Karakter IP “Sekawan Limo” Tumbuh Dewasa di Sekuel Film

waktu baca 2 menit

Jakarta (KABARIN) - Sutradara Bayu Skak mengungkapkan bahwa karakter-karakter dalam kekayaan intelektual (IP) “Sekawan Limo” akan mengalami perkembangan menuju fase kehidupan yang lebih dewasa dalam sekuel terbarunya yang dijadwalkan tayang di bioskop Indonesia mulai 27 Mei.

Tokoh-tokoh utama dalam “Sekawan Limo 2: Gunung Klawih” kini digambarkan menghadapi realitas kehidupan dewasa, mulai dari pernikahan, kehadiran anak, hingga meningkatnya tanggung jawab hidup.

“Sekawan Limo ini bukan tipikal IP yang ketika ada di sekuel itu akan berbeda karakter-karakternya, tapi ini tetap. Namun, kami masing-masing dewasa dengan kehidupan kami masing-masing.
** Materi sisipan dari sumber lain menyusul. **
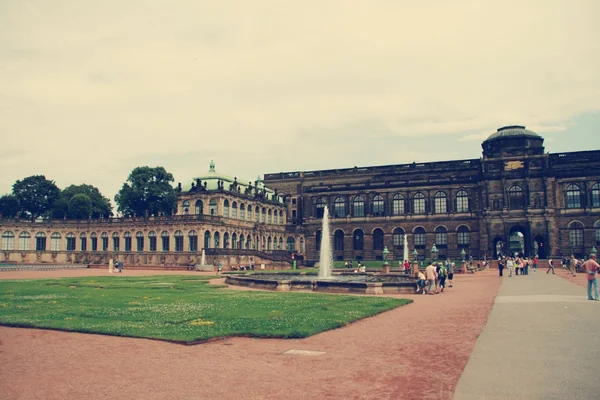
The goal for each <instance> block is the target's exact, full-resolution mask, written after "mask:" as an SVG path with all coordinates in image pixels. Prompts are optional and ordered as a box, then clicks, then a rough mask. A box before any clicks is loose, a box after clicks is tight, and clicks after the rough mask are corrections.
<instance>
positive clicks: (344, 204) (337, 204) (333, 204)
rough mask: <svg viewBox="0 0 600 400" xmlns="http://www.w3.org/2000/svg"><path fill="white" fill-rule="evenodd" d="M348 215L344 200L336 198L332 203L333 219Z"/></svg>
mask: <svg viewBox="0 0 600 400" xmlns="http://www.w3.org/2000/svg"><path fill="white" fill-rule="evenodd" d="M346 215H348V213H347V212H346V199H344V198H343V197H336V198H335V200H334V201H333V217H334V218H344V217H345V216H346Z"/></svg>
Ketika dewasa, pastinya mengalami tanggung jawab yang besar,” ujar Bayu Skak saat konferensi pers pemutaran pratayang “Sekawan Limo 2: Gunung Klawih” di kawasan Setiabudi, Jakarta Selatan, Rabu.

Melalui perkembangan karakter tersebut, Bayu yang juga turut berperan dalam film ini mengajak penonton untuk merefleksikan makna perjalanan menuju kedewasaan.

Ia menyebut film tersebut juga menyoroti fenomena masyarakat modern yang kerap mencari jalan pintas untuk meraih sesuatu, alih-alih melalui proses dan kerja keras.

“Melalui narasi Sekawan Limo 2, ia ingin penonton menjadikan pencapaian yang manis ketika itu hanya bisa diraih melalui kerja keras, bukan dengan cara yang instan,” ujarnya.

Perubahan nuansa film ke arah drama disebut menjadi tantangan tersendiri bagi para pemain. Salah satu pemeran, Indra Pramujito, mengungkapkan bahwa arahan sutradara membuat pendalaman emosi menjadi lebih kuat, termasuk dalam adegan yang melibatkan unsur budaya Tionghoa.

Indra juga menyebut tantangan terbesar saat syuting adalah menjaga fokus di tengah adegan emosional, terutama ketika rekan-rekan komedian seperti Benidictus Siregar dan Firza Valaza hadir di lokasi syuting.

Meski film baru akan tayang resmi dalam beberapa hari, antusiasme penonton sudah terlihat tinggi. Produser Mithu Nisar menyebut lebih dari 30.000 tiket penayangan perdana pada 27 Mei telah habis terjual melalui penjualan tiket awal (advance ticket sales).

“Harapannya bisa eskalasi (jumlah penonton) dari film yang pertama,” tutup Bayu Skak.